Recall this sentence from the beginning of this post:
"If we made them read while playing video games," Starkey said, "the scores would be higher."
I would change this sentence to better reflect what happens when kids learn to read by video or computer games like ItzaBitza and ItzaZoo:
Great games draw the player into wanting to play…I mean learn…no, I truly meant play. Just as the thought of eating tasty cupcakes draw budding cooks into the kitchen. We have seen this countless times watching our younger Itza adventurers. The early reader doesn’t start out reading. They are having a blast using Living Ink to make their drawings come to life so that whimsical reactions happen between their drawings and their Sketchy.

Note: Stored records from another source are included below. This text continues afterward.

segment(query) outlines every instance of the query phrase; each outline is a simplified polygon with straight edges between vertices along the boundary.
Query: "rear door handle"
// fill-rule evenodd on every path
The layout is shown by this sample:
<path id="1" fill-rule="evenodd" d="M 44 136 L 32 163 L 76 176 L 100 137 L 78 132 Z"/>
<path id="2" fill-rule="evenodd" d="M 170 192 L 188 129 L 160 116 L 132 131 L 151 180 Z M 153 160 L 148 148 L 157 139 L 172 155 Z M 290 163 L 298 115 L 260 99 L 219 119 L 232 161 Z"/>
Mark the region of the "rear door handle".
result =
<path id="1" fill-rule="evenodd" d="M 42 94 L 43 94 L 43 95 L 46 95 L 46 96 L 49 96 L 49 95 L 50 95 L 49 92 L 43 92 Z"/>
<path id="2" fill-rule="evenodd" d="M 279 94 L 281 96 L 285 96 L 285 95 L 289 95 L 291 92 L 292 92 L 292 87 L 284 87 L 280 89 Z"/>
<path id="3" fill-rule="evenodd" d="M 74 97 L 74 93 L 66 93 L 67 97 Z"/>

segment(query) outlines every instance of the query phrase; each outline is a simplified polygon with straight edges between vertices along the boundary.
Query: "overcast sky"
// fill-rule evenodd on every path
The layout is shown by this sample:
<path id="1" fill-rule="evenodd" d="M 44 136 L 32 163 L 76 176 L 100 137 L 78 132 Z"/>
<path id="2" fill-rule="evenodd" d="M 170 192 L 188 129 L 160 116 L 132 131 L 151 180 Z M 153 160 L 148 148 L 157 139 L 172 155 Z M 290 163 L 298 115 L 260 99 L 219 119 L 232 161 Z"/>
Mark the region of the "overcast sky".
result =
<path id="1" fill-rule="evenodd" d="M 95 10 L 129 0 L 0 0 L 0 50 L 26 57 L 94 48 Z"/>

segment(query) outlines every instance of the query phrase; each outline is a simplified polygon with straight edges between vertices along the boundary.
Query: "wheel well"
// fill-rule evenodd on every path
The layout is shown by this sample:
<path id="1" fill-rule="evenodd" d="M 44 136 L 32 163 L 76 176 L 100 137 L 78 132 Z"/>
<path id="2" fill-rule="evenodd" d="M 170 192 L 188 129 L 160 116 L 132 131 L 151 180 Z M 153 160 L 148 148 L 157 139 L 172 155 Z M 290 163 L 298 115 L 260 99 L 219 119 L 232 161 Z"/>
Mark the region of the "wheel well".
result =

Then all of a sudden, they need to read to win a star. Or to know what to draw so they can help their Sketchy. It is at this point the early reader WANTS to make the very hard effort to read. And we MUST provide the early readers with sentences that they initially struggle with to read, but they WILL SUCCEED. They WILL feel the power!
They will succeed because of the way we fine tuned the game design so that no child is left behind when it comes to reading sentences. We’ve figured out a way to help children based on years of working with them. Children will feel the POWER that comes from learning to read because of the approach we took in increasing sentence complexity as an early reader’s skill increases. We didn’t make this stuff up. It took years of exploration with a renowned learning science team led by Dr. John Bransford to figure out “the formula.”
Learning to read is hard. It’s about time we made a game out of it.